- Tony Todd as CIA Director Langston Graham
- First appearance: "Chuck Versus the Intersect"
- Last appearance: "Chuck Versus the Baby"
- Portrayed by: Tony Todd

In-universe information
- Gender: Male
- Title: Director
- Occupation: CIA

= Langston Graham =

Langston Graham is a fictional recurring character in the NBC television series Chuck. Graham was the director of the CIA, and oversaw Operation Bartowski, a fictional top-secret project to guard Chuck Bartowski (Zachary Levi) and the Intersect. Director Graham oversaw the project with, and worked alongside NSA Director Diane Beckman (Bonita Friedericy), until his death in the second season premiere.

==Biography==

Director Langston Graham was the direct superior of agent Sarah Walker, and assigned her to follow up on Bryce's theft of the Intersect by sending her to Burbank to track down where he sent the data. Little personal information about Graham has been established, other than that he arrested Sarah's father when he conned the wrong people. The details of the arrest and later release of Sarah's father have not yet been revealed. During this event, Graham cornered and confronted Sarah while attempting to recover money her father left in the event something happened to him, where he was impressed by her skill with knives and took her under his wing. Graham is one of a few people who knew Sarah's real name (from her birth certificate), as well as the series of aliases she used growing up as part of her father's con jobs. It was Graham who first gave her the name "Sarah Walker".

==Series==

CIA Director Graham first appeared in "Chuck Versus the Intersect" alongside the National Intelligence Director, when Casey was dispatched to Burbank to follow up on Bryce's theft of the Intersect. Sarah was already in the city and made the first contact with Chuck, quickly identifying him as a non-threat. After Sarah's failed attempt to recover Chuck's computer, he warned her that Casey was being sent in and he recommended she pull out. When she objected and insisted on "fixing" the situation herself he relented, and ordered her to kill Chuck if he attempted to run.

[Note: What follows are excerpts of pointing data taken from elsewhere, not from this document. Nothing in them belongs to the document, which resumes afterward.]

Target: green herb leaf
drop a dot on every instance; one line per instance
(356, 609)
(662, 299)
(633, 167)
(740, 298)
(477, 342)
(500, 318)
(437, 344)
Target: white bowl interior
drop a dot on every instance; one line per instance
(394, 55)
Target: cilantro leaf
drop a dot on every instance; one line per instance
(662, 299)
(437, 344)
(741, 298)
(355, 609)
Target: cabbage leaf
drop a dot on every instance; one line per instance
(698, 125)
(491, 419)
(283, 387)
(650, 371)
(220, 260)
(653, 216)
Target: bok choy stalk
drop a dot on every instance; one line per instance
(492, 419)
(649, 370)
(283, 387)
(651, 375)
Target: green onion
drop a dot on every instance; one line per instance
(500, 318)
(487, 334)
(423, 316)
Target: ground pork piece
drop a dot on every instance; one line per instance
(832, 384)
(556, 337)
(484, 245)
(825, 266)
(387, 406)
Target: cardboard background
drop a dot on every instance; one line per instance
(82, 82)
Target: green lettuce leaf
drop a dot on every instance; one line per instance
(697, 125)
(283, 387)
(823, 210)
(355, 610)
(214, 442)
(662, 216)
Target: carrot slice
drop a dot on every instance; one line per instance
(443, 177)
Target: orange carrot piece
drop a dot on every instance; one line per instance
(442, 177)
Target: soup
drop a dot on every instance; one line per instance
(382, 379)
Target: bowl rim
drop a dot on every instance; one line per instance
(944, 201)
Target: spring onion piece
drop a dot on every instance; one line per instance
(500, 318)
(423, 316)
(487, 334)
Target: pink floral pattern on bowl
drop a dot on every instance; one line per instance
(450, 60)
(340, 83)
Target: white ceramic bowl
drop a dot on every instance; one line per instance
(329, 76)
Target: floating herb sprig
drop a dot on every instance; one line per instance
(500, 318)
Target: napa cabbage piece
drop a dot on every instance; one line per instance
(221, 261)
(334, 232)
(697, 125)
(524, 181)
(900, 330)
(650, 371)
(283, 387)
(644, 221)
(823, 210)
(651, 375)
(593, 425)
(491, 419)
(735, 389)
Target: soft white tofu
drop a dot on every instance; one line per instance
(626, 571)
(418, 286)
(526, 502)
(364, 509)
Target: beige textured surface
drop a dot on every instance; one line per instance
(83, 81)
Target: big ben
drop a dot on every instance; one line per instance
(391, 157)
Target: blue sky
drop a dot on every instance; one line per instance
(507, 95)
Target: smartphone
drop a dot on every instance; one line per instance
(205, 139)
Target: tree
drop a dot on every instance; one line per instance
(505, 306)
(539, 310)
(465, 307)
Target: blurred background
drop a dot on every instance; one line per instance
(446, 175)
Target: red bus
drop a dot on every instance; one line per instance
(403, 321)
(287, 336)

Graham served as the CIA liaison to General Beckman and the US Department of Defense, and in several episodes assisted her in briefing the team on their upcoming missions and providing additional intelligence. However this was primarily handled by Beckman, and Graham only appeared sporadically in the first season. Prior to "Chuck Versus the First Date", all mention of Casey's orders to terminate Chuck once the second Intersect was brought on line was made by Beckman. It wasn't until that episode where it was revealed that Graham was fully aware of the termination order, and was unsympathetic to Casey's objections that Chuck's skills made him a promising analyst. Graham also confirmed the order to have Chuck brought into protective custody when a Fulcrum agent infiltrated the Buy More.

Graham's final appearance as a recurring character was in "Chuck Versus the First Date". He was in the process of activating the rebuilt Intersect and exposing several field agents to the data when it exploded due to Fulcrum sabotage. The computer and facilities were destroyed and Graham was killed. Shortly before this event he and Beckman activated Casey's termination orders, however once Casey overheard Sarah informing Chuck of Graham's death the order was rescinded.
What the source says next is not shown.